高校日本代表クラスこそいないものの、花園常連校の名も多く、非常に楽しみなメンバーが入部したと言えます。

注目はこの選手たち!

花園経験者と隠れた逸材

桐蔭学園、東福岡、東海大仰星、そして大阪桐蔭など、高校ラグビー界のいわゆる”ビッグネーム”の名前はないものの、花園で活躍した選手も多く加入することになりました。

代表例は花園Bシードの東京高校で副将を務めた石井隆也選手と藤田冬星選手の両ロック陣。

石井選手は身長172cm、藤田選手も177cmと強豪校のロックとしては小柄なものの、そのサイズを補うスピードと機動力で東京高の躍進を下支えした両選手。

東京都予選決勝で優勝を本命視されていた早稲田実を、22-0とシャットアウトで下した試合は印象的でした。

藤田選手は大学でもロック、そして石井選手は大学では”第3列”で勝負することになるようですね。

 

そしてその2人以外にも、”東北の雄”仙台育英で1年生からレギュラーを務め、強烈なタックルとワークレートの高さに定評がある長谷川怜選手や、中学時代に神奈川県選抜として全国大会への出場経験を持ち、一芸に秀でた選手発掘を目的とした『TIDキャンプ』にも選出された”大型ロック”の矢野裕二郎選手(関東学院六浦)も楽しみな逸材。

それぞれ年代別の代表には縁が無かったものの、大学でもトップレベルと評される同校コーチ陣の指導を受け、原石である彼らがどこまでの選手へ成長していくのか。

非常に楽しみです。

時代を築いた黄金ルート

そしてやはり”カントー”と言えば、この名前を忘れてはいけません。

1997年から2006年まで10年連続で大学選手権決勝進出を果たし、一時代を築いた関東学院。

その10年間で10人中6人のキャプテンを輩出したのが九州の名門・佐賀工業

決勝で明治を破り2連覇を達成した1998年度の立川剛士主将、太田尾主将率いる早稲田を撃破した2003年度の山村亮主将、さらに淵上宗志氏(1999年度)、久富雄一氏(2000年度)、山口智史氏(2001年度)、松本健志氏(2004年度)ら、同校OBには今振り返っても印象深い名主将がずらり。

”カントーの黄金期は佐賀工と共にあった”、と言っても過言ではありません。

そして今年もその『黄金ルート』から、PR兒玉隆之介選手、LO岡本心選手、FL宮上凜選手といったフォワードの主力選手に加え、”司令塔”としてチームを牽引したSO立川大輝選手ら5名の選手が加入することになりました。

中でもやはり注目は立川大輝選手。

そう、先に述べたカントー2連覇時の主将にして元日本代表・立川剛士氏(現・関東学院BKコーチ)のご子息です。

父が東芝へ所属していたこともあって、大輝選手自身は東京育ちながら、高校では父の背中を追いかけ単身佐賀工へ進学。

高校から楕円球に触れたにも関わらず、2年生の時点で名門校のスタンドオフのレギュラーを獲得するなど、その才能は瞬く間に開花。

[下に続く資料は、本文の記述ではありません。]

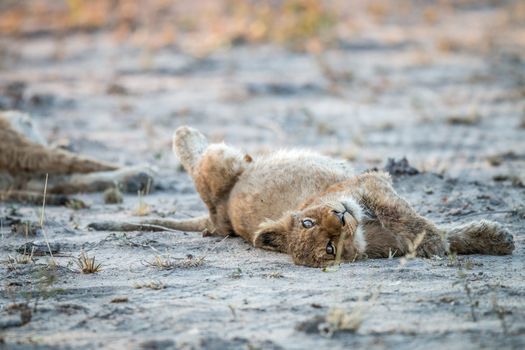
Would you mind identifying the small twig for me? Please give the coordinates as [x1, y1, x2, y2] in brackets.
[454, 210, 516, 216]
[40, 174, 57, 266]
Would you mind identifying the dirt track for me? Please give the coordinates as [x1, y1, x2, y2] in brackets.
[0, 1, 525, 349]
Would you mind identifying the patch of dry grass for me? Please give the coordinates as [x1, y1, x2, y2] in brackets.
[133, 281, 166, 290]
[76, 252, 102, 274]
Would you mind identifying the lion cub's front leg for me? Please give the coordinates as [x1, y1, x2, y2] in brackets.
[353, 172, 446, 257]
[173, 127, 251, 235]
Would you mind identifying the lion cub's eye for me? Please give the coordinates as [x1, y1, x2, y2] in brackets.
[326, 241, 335, 255]
[302, 219, 315, 228]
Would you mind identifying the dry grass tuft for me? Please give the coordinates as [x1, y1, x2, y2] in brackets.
[133, 180, 151, 216]
[76, 252, 102, 274]
[111, 296, 129, 304]
[133, 281, 166, 290]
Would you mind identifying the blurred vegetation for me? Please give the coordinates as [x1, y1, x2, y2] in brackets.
[0, 0, 525, 54]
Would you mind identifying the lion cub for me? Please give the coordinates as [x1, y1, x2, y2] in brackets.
[0, 111, 152, 205]
[90, 127, 514, 267]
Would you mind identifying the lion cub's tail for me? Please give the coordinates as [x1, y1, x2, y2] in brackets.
[447, 220, 514, 255]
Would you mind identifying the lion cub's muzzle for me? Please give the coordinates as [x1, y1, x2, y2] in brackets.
[332, 209, 350, 226]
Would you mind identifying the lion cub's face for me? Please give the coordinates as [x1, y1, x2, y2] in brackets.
[254, 195, 366, 267]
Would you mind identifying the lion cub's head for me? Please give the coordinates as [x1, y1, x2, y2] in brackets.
[253, 193, 366, 267]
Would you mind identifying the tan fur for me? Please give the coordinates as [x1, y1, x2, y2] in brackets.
[0, 111, 151, 204]
[88, 127, 514, 267]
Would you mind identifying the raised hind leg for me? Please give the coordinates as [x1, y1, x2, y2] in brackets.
[350, 172, 446, 257]
[173, 127, 251, 235]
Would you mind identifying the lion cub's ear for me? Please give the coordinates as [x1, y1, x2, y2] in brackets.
[253, 215, 292, 253]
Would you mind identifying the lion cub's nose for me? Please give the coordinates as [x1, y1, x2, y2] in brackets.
[332, 210, 347, 226]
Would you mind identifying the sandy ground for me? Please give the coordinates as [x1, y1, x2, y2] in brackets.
[0, 1, 525, 349]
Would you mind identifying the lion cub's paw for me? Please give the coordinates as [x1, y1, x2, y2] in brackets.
[475, 221, 514, 255]
[416, 235, 446, 258]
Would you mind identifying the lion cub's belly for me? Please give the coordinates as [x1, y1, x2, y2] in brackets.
[228, 151, 354, 241]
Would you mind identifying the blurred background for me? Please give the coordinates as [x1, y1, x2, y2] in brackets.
[0, 0, 525, 186]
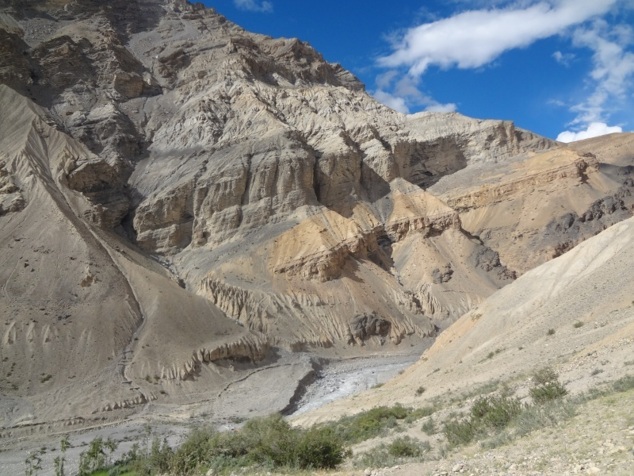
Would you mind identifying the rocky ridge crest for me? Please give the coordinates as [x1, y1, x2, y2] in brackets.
[0, 0, 634, 424]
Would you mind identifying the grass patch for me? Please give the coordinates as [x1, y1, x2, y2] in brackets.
[529, 367, 568, 404]
[443, 368, 574, 447]
[612, 375, 634, 392]
[321, 405, 422, 444]
[353, 436, 431, 468]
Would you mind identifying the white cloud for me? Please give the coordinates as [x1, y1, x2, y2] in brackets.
[379, 0, 617, 76]
[372, 89, 409, 114]
[557, 122, 623, 142]
[553, 51, 575, 67]
[425, 102, 458, 112]
[233, 0, 273, 13]
[572, 21, 634, 125]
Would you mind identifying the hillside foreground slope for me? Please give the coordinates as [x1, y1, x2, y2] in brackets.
[0, 0, 634, 458]
[295, 219, 634, 475]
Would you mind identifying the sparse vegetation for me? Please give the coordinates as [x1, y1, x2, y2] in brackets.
[443, 368, 570, 446]
[420, 418, 437, 436]
[529, 367, 568, 404]
[25, 368, 634, 476]
[79, 438, 118, 476]
[354, 436, 431, 468]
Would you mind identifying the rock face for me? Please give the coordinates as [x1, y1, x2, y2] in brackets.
[0, 0, 634, 425]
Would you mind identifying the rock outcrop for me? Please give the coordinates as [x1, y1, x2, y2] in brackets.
[0, 0, 634, 425]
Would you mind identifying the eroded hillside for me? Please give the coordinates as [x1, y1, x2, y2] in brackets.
[0, 0, 634, 427]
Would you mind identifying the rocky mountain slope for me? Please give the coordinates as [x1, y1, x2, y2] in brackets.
[0, 0, 634, 431]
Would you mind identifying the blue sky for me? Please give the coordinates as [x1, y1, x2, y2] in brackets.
[204, 0, 634, 141]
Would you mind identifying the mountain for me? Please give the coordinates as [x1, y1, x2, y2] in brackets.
[0, 0, 634, 432]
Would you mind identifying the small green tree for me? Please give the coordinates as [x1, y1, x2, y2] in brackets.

”大型フルバック”としてならした父・剛士氏と比較して、171cm/75kgとサイズは小柄なものの、サッカーで鍛えたという正確なキックを武器に、最終学年でもチームの司令塔として花園で活躍しました。

プレースタイルは父がその名の通り”剛”ならば、大輝選手は”柔”。

柔らかなステップとキックを織り交ぜた的確なゲームメイクは、やはりセンスを感じざるを得ません。

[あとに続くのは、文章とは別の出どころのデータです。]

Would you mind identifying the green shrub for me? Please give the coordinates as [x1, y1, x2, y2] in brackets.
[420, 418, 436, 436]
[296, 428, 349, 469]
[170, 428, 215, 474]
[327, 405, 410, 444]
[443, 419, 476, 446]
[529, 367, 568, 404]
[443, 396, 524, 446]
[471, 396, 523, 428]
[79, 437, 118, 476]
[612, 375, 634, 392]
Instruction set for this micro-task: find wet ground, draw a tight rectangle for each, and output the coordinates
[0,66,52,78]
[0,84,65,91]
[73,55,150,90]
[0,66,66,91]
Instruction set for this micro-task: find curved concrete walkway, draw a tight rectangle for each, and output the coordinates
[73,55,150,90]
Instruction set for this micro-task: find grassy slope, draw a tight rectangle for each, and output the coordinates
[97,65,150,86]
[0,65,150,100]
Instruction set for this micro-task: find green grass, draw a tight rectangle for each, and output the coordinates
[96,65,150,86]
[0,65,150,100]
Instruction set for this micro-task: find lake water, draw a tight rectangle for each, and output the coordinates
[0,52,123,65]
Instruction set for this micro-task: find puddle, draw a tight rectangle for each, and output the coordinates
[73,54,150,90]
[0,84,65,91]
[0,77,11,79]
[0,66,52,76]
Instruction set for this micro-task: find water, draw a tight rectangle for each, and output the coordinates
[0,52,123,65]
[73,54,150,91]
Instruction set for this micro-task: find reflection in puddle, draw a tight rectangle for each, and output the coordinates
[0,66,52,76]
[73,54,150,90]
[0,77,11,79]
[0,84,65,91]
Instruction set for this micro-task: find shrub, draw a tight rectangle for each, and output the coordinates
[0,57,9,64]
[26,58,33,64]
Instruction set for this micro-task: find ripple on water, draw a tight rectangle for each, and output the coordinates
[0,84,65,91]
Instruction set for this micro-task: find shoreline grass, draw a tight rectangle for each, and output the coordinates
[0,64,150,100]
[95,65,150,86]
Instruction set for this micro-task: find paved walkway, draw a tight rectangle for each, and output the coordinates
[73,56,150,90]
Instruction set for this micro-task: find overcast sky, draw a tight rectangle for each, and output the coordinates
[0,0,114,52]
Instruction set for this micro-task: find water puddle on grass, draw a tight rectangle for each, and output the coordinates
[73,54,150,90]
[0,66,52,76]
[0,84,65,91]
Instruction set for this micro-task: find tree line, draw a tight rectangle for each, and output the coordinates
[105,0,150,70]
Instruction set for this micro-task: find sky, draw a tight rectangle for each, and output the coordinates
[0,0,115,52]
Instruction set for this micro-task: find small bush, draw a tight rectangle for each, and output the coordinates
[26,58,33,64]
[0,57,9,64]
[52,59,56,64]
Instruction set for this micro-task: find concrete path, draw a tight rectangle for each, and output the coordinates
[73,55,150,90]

昨年から母校のバックスコーチに就任した父と共に、再びカントーを全国の舞台へ。

立川選手の成長と活躍に注目していきましょう。

 

3年ぶり1部の舞台へ

カントー”と言えばやはり思い出されるのは、激しい『ブレイクダウンの攻防』。

日本でもトップクラスの実績を持つコーチ陣が揃ったと言えども、伝統の『展開ラグビー』のカギを握るのはやはりこのポイント。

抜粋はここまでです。